Es funktionierte. Ignazio wußte zwar nicht, was dieses „Arwenack“ zu bedeuten hatte, daß es in einer Gegend, die Cornwall hieß, ein Kastell dieses Namens gab und daraus der Kampfruf der Seewölfe entstanden war, aber er fuhr zu den drei Seewölfen herum.

Dan O’Flynn hatte seine Pistole gezückt. Er feuerte über Ignazios Kopf hinweg. Der Mann aus Porto duckte sich, legte auf den jungen Mann an und drückte ebenfalls ab, aber mit unglaublicher Gewandtheit hatte sich der Gegner plötzlich aus dem Schußfeld befördert, Carberry und Batuti warfen sich zu Boden, es war das Klügste, was sie tun konnten, denn besser war es, die Planken zu küssen, als eine heiße Eisenkugel zwischen die Rippen zu empfangen.

Auch diese Kugel traf also nicht, und der portugiesische Bootsmann war es jetzt, der seine Pistole mit einem lästerlichen Fluch in den Gang warf. Er wünschte sich, Dan O’Flynn damit zu treffen, aber dieser Wunsch ging nicht in Erfüllung. Dan hatte bereits den Quergang erreicht und focht mit seinem Entermesser gegen Bixio, Raoul und die drei anderen Decksmänner an.

Batuti rappelte sich wieder auf und wollte auf Ignazio losgehen, aber da schob sich Edwin Carberrys breites Kreuz in Batutis Blickfeld. Wutschnaubend knallte der Profos die Klinge seines Schiffshauers auf Ignazios Säbel. Batuti rückte nach links und unterstützte Dan O’Flynn im Kampf gegen die übrigen fünf Portugiesen.

Hasard gab sich keine Blöße und ließ do Velho keine Chance, in dem nun beginnenden Duell die Initiative zu übernehmen.
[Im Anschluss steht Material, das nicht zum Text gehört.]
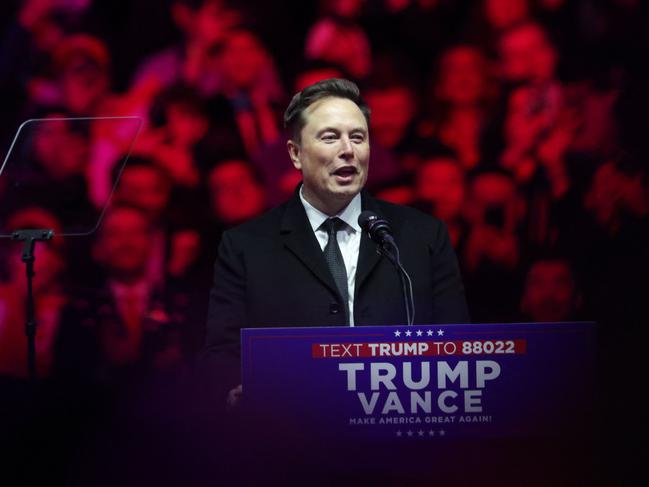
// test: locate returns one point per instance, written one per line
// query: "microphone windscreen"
(365, 218)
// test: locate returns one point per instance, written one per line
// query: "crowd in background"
(519, 123)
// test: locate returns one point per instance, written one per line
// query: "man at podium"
(307, 262)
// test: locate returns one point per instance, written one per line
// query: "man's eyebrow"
(337, 130)
(327, 129)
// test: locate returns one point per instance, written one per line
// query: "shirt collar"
(349, 214)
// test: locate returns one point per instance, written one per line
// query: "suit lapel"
(298, 237)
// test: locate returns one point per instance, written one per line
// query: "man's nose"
(346, 147)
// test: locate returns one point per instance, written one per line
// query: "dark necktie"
(334, 257)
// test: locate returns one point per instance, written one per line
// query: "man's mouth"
(345, 171)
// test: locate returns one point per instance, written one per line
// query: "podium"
(423, 383)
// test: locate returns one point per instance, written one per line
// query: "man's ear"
(294, 153)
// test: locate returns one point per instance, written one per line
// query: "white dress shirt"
(349, 239)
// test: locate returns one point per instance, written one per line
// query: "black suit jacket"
(271, 271)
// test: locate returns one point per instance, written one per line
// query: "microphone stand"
(390, 250)
(30, 237)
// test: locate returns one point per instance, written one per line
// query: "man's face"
(333, 154)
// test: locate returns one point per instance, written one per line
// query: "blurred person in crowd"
(194, 62)
(493, 250)
(618, 194)
(439, 189)
(503, 14)
(80, 81)
(394, 107)
(618, 204)
(236, 193)
(146, 186)
(49, 293)
(337, 38)
(551, 293)
(26, 52)
(128, 324)
(251, 85)
(463, 98)
(176, 138)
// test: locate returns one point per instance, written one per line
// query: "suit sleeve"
(219, 363)
(449, 302)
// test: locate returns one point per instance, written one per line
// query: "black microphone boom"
(380, 232)
(378, 229)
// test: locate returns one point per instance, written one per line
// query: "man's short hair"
(332, 87)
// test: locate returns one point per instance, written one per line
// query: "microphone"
(380, 232)
(378, 229)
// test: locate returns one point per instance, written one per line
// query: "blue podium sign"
(423, 382)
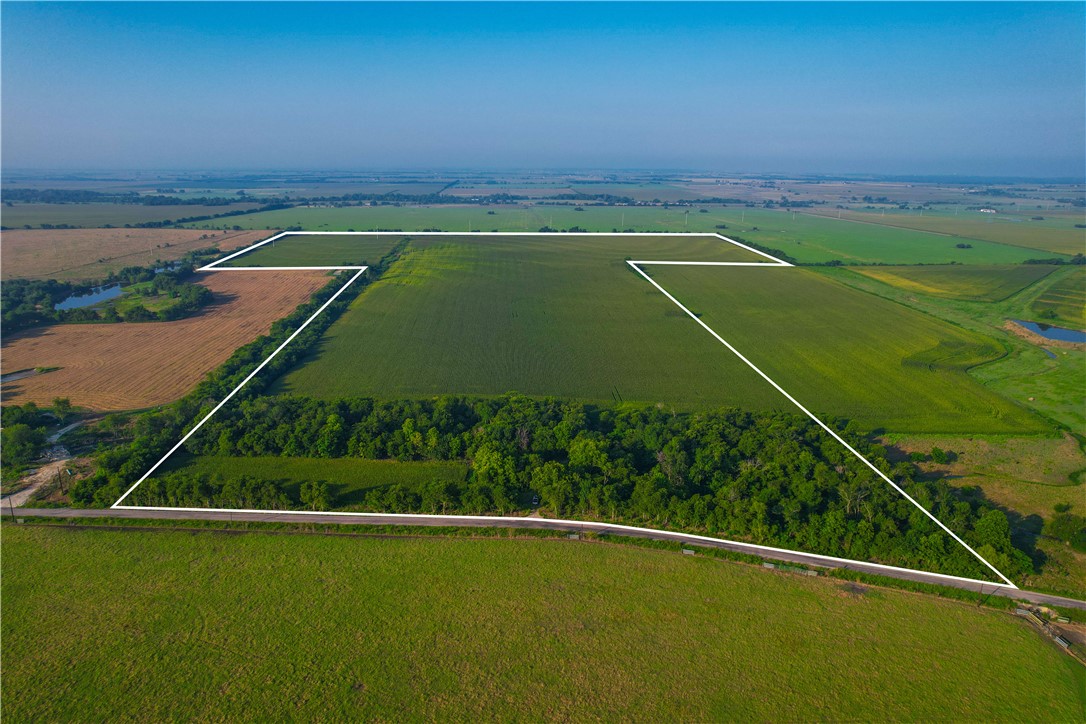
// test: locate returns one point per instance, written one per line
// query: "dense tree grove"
(773, 479)
(155, 432)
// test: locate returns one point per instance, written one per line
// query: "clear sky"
(925, 88)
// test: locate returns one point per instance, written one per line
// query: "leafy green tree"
(21, 443)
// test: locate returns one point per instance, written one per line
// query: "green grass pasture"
(560, 316)
(156, 625)
(1046, 379)
(317, 251)
(982, 283)
(1053, 232)
(848, 354)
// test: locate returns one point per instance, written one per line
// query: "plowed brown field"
(130, 366)
(90, 254)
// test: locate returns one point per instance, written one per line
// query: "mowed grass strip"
(977, 283)
(562, 316)
(158, 625)
(845, 353)
(318, 250)
(349, 479)
(1065, 299)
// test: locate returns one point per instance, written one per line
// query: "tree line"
(771, 478)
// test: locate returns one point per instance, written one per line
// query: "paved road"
(572, 526)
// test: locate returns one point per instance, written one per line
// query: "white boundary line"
(610, 526)
(633, 264)
(235, 391)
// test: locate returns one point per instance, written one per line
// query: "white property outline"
(635, 265)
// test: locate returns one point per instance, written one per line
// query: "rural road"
(790, 557)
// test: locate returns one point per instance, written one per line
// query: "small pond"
(1058, 333)
(96, 295)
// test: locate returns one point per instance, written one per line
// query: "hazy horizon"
(939, 90)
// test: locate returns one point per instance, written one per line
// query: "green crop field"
(99, 215)
(807, 238)
(350, 479)
(560, 316)
(982, 283)
(317, 251)
(1064, 299)
(564, 316)
(155, 625)
(1055, 233)
(849, 354)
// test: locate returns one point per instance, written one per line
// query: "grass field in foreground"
(98, 215)
(1052, 233)
(850, 354)
(159, 625)
(349, 479)
(562, 316)
(317, 251)
(1065, 299)
(981, 283)
(807, 238)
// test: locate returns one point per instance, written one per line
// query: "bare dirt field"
(131, 366)
(90, 254)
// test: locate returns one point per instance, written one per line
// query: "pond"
(1058, 333)
(96, 295)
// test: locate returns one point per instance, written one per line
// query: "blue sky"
(925, 88)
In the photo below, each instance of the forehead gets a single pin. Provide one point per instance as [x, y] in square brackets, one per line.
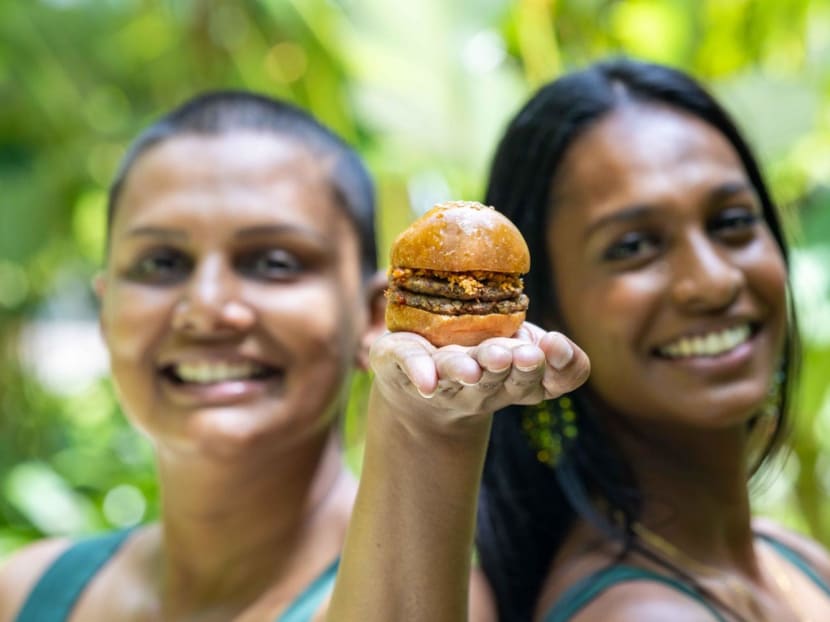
[643, 151]
[235, 178]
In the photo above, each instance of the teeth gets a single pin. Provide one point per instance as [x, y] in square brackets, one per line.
[712, 344]
[203, 372]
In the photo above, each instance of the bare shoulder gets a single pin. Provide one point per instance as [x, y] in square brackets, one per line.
[20, 573]
[813, 553]
[643, 601]
[482, 602]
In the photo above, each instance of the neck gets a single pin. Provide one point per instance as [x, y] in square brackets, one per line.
[704, 469]
[232, 527]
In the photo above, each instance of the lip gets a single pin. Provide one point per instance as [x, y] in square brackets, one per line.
[222, 392]
[191, 395]
[705, 329]
[729, 361]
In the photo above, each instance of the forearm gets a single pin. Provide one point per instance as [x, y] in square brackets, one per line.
[407, 555]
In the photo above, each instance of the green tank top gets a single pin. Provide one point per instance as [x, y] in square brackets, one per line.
[54, 596]
[583, 592]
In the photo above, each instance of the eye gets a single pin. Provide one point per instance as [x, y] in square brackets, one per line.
[270, 264]
[160, 266]
[734, 224]
[632, 246]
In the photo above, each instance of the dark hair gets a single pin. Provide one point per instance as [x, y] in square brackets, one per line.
[526, 508]
[219, 112]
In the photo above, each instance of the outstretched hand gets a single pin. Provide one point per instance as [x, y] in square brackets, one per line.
[456, 382]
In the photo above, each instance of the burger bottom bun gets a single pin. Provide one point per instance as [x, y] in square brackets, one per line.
[442, 330]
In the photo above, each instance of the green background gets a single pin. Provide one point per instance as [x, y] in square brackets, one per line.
[422, 89]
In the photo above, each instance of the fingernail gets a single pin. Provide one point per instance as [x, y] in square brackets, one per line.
[563, 356]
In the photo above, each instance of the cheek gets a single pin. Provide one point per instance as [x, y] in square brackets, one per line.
[609, 317]
[315, 324]
[133, 321]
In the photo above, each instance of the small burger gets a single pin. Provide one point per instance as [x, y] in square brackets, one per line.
[456, 275]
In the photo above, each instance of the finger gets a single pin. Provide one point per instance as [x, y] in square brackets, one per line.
[558, 349]
[572, 375]
[530, 333]
[455, 365]
[524, 383]
[412, 358]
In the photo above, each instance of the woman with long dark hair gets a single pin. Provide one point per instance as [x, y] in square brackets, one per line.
[656, 247]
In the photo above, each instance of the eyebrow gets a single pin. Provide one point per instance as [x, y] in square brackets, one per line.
[263, 230]
[628, 214]
[640, 211]
[157, 232]
[248, 232]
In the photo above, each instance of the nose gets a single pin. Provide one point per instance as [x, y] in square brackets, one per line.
[706, 279]
[211, 304]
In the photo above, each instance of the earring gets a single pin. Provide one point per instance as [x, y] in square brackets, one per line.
[765, 422]
[550, 427]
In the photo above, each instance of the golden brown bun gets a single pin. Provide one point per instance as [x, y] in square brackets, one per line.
[461, 236]
[442, 330]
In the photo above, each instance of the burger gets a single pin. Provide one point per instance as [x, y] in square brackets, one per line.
[455, 275]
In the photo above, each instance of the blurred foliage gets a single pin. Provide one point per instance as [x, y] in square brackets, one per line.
[422, 89]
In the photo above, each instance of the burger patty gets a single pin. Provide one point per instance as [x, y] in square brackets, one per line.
[451, 306]
[480, 286]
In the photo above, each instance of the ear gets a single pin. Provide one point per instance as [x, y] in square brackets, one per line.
[376, 326]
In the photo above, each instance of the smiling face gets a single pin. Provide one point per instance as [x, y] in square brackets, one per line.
[232, 304]
[666, 272]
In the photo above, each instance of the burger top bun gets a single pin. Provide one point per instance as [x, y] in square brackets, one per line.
[462, 236]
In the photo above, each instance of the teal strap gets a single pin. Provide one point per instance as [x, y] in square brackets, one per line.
[55, 594]
[589, 588]
[308, 603]
[796, 560]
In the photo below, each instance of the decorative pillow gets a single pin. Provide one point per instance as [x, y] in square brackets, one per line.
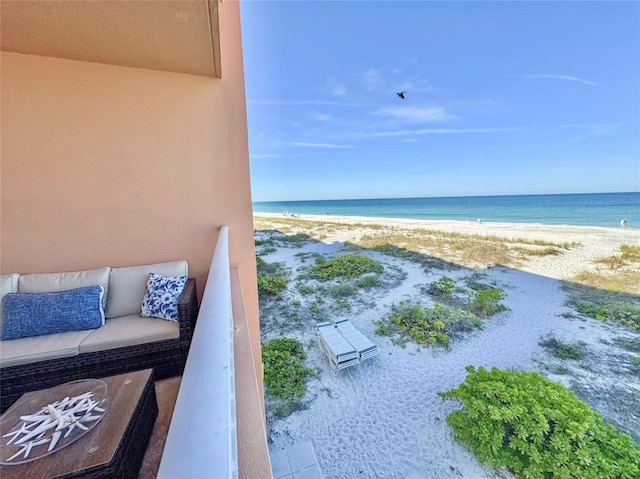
[161, 297]
[37, 314]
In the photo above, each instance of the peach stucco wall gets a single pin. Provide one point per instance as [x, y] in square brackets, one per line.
[108, 165]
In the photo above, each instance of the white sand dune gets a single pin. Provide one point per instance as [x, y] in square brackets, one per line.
[384, 418]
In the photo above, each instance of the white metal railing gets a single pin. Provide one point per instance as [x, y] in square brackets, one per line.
[202, 438]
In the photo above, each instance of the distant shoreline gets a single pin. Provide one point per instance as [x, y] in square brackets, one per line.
[597, 209]
[465, 226]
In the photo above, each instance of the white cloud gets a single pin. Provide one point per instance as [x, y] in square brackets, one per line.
[338, 90]
[301, 102]
[264, 156]
[414, 113]
[317, 116]
[567, 77]
[444, 131]
[320, 145]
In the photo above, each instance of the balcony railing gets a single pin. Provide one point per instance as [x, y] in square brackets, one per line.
[202, 439]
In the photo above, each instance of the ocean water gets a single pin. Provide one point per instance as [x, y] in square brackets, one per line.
[593, 209]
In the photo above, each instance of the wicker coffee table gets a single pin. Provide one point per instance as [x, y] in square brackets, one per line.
[114, 448]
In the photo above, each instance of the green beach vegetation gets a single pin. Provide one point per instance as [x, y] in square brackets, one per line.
[564, 350]
[430, 246]
[425, 326]
[346, 267]
[285, 375]
[271, 279]
[537, 428]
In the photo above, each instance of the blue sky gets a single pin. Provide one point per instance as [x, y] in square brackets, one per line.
[501, 98]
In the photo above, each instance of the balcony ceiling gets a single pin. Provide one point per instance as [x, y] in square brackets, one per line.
[172, 35]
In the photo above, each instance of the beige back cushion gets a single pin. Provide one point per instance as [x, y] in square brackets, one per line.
[41, 348]
[127, 285]
[51, 282]
[8, 284]
[128, 331]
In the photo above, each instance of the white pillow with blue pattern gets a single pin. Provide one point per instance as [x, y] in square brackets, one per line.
[161, 296]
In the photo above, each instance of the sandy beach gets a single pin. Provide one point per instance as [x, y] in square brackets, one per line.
[384, 419]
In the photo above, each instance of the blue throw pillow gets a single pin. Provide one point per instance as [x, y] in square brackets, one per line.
[36, 314]
[161, 297]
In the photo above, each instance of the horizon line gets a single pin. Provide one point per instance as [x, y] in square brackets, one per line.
[455, 196]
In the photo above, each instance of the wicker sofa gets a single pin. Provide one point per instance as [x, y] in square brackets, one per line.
[126, 342]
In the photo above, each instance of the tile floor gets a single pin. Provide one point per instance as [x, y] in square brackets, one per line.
[296, 462]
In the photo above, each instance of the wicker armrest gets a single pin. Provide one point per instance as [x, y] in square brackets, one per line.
[188, 311]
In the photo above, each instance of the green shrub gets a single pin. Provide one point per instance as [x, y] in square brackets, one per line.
[425, 326]
[443, 287]
[271, 285]
[537, 428]
[629, 344]
[284, 373]
[342, 290]
[623, 313]
[635, 363]
[562, 350]
[486, 301]
[305, 288]
[368, 282]
[348, 266]
[630, 252]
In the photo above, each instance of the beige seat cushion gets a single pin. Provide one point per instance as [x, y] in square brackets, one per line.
[41, 348]
[128, 331]
[127, 285]
[52, 282]
[8, 284]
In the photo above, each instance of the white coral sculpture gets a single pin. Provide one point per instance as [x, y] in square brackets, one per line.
[52, 421]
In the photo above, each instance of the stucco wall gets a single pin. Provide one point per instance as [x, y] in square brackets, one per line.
[107, 165]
Do Velho war in die Defensive getrieben worden, er konnte sich bei aller Fechtkunst keinen Vorteil verschaffen.

So konnte er nichts dagegen unternehmen, daß der Seewolf ihn bis zur Kammer ganz achtern im Kastell drängte. Do Velho hatte genug damit zu tun, jede Parade abzuwehren, die auf ihn zuwirbelte. Es war erstaunlich, wie gut der Seewolf sich im Dunkeln zurechtfand. Er brachte Lucio do Velho mehrfach in lebensgefährliche Situationen. Links und rechts surrte der Cutlass an do Velho vorbei, mal drohte er ihm in die rechte Schulter zu hacken, mal seinen Kopf zu treffen, mal seine Brust. Der Portugiese indes vermochte keinen einzigen Ausfall aufzubauen.

Er hatte keinen Zweifel daran, daß der Seewolf ihn jetzt töten wollte. Aus war es mit der Nachsicht Killigrews, er war schon seinerzeit in der Walfisch-Bucht zu sanft mit dem Erzfeind umgesprungen. Die Situation ähnelte jenem Kampf vor der Küste des Buschmann-Landes, aber der Ausgang schien diesmal kompromißlos zu sein.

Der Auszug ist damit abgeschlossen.